Trinity Mirror announces regional redundancies & restructuring
27 May 2016
Trinity Mirror regional centres have been hit with staff redundancies and reorganisation targeting Kent, Essex, Birmingham, Coventry, Merseyside and North Wales.
The company gives the impression these announcements are merely a housekeeping exercise whilst emphasising they are creating jobs in specific areas. The NUJ welcomes new jobs at Trinity Mirror but remains concerned about the strategic direction of the company based on the restructuring proposals and the impact on the journalism produced.
The union will be scrutinising the roles targeted and expecting wherever possible that individuals affected who want to be redeployed are allowed to do so.
The cuts include:
- Plans to axe six roles in North Wales
- Ten roles to go on Merseyside but with jobs created or vacancies filled this will result in the net loss of two jobs
- Two multi-media journalists in Birmingham to go. In addition, the small Birmingham city centre office, used by council and court reporters, is targeted for closure. Moving work and staff to the existing main office at Fort Dunlop. The three non-editorial staff in the Birmingham office will be cut.
- Nine new journalist jobs in Liverpool and North Wales
- Four new jobs in Birmingham and one in Coventry
The NUJ are aware of proposed changes to former Local World sites in both Kent and Essex and are establishing full details. The NUJ will further consider the full impact of these changes and analyse how they will affect all NUJ members working for Trinity Mirror, the local communities they serve and the journalism produced.
Chris Morley, Trinity Mirror national coordinator, said:
"It is of obvious concern that Trinity Mirror's only city centre contact point with its readers and customers in Birmingham – a city of one million people – has the axe poised over it.
"The loss of a city centre presence is unanimously opposed by the Birmingham NUJ chapel. The impression this gives to the population at large is of a company that does not care for the city and is prepared, ironically enough, to retreat behind the battlements of Fort Dunlop.
"But of even greater concern is that important roles are being targeted for the chop because they are viewed as 'more traditional'. This is a slippery slope for the journalism being produced by Trinity Mirror and one highlighted by the NUJ just a few weeks ago to the board and shareholders at the company AGM.
"We will be investigating these proposed changes very closely to understand clearly what the implications are not only for our members but for the communities that these roles serve through existing titles and websites."

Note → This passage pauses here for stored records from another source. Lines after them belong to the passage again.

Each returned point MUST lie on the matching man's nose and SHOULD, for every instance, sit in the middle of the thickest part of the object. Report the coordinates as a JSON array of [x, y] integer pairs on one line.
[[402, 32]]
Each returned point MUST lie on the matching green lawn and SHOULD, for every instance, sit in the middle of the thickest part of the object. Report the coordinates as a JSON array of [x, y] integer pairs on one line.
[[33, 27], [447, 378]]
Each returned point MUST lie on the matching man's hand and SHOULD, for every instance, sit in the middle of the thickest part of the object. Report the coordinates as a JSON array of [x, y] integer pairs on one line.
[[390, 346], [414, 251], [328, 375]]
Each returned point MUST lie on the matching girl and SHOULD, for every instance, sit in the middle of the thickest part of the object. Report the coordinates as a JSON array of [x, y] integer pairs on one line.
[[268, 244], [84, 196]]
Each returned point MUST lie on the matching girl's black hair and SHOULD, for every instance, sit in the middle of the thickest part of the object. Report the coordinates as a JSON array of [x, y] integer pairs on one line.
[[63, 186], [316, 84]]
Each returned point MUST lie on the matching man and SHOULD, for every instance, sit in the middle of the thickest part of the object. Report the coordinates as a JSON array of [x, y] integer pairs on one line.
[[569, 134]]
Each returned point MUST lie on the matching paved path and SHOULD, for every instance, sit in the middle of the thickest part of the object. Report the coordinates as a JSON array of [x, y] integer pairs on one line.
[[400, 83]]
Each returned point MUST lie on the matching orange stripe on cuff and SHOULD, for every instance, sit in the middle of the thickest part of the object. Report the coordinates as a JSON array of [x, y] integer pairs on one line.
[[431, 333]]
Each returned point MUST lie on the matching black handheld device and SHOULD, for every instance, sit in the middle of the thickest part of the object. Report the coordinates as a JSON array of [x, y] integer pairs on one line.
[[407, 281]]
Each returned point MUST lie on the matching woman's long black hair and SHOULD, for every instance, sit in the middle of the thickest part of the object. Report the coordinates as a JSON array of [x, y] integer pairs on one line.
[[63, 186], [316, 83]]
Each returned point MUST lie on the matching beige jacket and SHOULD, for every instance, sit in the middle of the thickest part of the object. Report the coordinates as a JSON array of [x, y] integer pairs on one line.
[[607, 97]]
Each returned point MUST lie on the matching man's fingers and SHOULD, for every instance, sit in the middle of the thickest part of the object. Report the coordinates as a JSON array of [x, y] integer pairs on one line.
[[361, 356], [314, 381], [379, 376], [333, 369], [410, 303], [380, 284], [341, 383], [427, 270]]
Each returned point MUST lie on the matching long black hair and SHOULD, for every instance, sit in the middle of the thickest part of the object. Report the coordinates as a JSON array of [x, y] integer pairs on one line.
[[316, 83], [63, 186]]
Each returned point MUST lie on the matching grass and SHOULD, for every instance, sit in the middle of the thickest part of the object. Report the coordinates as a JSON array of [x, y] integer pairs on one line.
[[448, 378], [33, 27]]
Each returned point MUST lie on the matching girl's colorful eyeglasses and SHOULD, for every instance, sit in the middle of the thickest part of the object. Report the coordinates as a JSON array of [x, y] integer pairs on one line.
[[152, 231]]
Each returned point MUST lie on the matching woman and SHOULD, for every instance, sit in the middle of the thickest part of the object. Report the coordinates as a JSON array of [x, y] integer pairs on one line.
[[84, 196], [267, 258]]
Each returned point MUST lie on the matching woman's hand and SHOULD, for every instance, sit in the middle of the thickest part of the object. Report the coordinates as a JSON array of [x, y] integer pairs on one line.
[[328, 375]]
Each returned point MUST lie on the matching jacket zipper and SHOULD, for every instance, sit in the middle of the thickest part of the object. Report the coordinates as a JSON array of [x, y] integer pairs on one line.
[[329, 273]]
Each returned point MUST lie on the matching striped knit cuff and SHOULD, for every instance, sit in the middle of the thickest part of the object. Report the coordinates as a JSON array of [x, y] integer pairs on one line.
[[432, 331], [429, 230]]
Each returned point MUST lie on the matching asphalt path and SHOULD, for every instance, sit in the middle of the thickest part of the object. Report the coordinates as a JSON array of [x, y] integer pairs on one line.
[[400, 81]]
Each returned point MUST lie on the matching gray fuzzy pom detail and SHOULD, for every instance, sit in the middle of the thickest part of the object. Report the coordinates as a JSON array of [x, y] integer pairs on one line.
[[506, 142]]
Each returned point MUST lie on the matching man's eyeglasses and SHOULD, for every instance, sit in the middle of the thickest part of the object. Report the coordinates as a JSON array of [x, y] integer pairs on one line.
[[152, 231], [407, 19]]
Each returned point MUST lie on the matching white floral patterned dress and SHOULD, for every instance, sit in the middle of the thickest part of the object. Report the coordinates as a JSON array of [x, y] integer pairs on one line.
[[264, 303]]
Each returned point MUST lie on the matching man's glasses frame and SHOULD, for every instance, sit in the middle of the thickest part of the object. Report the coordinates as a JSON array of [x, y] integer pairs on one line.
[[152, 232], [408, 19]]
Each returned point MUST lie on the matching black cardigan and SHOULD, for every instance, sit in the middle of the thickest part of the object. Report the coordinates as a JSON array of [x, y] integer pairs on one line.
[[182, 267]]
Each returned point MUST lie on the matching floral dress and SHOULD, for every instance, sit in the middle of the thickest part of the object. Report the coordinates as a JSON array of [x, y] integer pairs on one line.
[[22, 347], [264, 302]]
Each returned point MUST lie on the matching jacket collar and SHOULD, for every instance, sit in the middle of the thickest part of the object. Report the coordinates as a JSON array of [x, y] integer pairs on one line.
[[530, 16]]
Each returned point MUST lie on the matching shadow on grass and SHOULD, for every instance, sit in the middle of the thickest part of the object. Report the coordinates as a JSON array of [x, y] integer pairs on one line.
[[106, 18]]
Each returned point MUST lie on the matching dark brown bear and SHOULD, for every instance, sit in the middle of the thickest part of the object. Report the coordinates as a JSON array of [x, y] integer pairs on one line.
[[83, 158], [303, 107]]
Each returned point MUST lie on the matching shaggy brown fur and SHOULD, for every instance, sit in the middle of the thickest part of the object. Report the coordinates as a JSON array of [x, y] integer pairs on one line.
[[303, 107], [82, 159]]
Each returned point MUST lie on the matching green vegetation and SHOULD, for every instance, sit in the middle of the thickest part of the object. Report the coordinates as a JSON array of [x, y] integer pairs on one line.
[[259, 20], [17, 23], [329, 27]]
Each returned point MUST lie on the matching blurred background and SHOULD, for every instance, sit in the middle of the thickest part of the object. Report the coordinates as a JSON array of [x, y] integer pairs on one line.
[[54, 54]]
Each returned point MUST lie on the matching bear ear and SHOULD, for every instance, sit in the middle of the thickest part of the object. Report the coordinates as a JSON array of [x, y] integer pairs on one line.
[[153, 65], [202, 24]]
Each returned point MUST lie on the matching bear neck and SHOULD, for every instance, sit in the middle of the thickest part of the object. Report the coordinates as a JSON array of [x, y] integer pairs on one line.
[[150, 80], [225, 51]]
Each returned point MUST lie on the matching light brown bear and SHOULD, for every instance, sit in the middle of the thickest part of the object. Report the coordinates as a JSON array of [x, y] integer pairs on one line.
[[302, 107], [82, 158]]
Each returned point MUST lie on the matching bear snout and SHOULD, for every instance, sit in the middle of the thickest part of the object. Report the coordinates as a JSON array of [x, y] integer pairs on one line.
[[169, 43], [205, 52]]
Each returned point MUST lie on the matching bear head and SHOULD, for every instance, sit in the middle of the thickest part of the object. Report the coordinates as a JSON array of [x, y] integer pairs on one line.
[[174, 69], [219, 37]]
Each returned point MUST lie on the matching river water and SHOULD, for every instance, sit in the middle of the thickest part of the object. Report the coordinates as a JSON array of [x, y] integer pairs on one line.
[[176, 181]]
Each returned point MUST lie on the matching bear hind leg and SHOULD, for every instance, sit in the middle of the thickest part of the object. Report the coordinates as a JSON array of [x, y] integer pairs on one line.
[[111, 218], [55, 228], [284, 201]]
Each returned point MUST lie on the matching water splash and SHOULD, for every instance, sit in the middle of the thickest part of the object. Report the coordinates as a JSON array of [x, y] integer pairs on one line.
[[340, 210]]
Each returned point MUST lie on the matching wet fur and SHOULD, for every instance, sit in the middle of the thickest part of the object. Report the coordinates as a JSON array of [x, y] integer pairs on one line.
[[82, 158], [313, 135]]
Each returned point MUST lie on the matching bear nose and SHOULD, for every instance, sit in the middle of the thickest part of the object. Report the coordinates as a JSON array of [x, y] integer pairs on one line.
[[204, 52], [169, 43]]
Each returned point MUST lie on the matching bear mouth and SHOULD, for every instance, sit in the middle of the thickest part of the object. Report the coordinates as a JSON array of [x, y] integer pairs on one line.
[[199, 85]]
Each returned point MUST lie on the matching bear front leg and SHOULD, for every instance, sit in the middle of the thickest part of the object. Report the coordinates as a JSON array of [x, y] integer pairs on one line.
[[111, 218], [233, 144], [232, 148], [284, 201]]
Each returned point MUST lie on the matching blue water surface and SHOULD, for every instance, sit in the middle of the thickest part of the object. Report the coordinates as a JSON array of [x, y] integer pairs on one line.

Martin Shipton, NUJ Trinity Mirror group chapel chair, said:
"We deplore these latest announcements, which confirm our fear that the group is moving away from journalism that challenges the locally powerful and holds to account public bodies.
"We have been at the forefront of arguing that an increasing democratic deficit exists, where people are not informed about many vital issues that affect their everyday lives. It is bitterly ironic that at a time when the National Assembly for Wales is on course to acquire tax-levying powers, the Daily Post in North Wales has decided that it no longer needs a Welsh affairs correspondent covering the Senedd in Cardiff. Diminishing quality news coverage is a risky strategy that endangers the very existence of journalism that adds value. We call on Trinity Mirror's senior management to consider very carefully the implications of what they are proposing."
In Wales this week there have been job cuts announced at Trinity Mirror at the Daily Post and at Local World’s South Wales Evening Post.
Ken Smith, on behalf of the NUJ in Wales, said:
"Quality news coverage in Wales is seriously under threat from the latest restructuring being proposed at the Daily Post and South Wales Evening Post.
"In a week where newspapers are reviewing the major Hollywood release, Money Monsters, which highlights the move away from serious journalism to infotainment, it is perhaps ironic that these Welsh newspapers are further turning their back on quality reporting.
"These cuts will further intensify the democratic deficit that exists in Welsh public life, where public bodies are neither reported nor held to account.
"The NUJ in Wales expects there will be a public and political outcry about these cuts and will be approaching all the elected representatives in the Assembly and Westminster to urgently act on this matter.
"We are also calling on the Assembly to establish a media and communications committee tasked with urgently examining and taking action to reverse the continuing decline of serious media coverage in Wales and of Wales."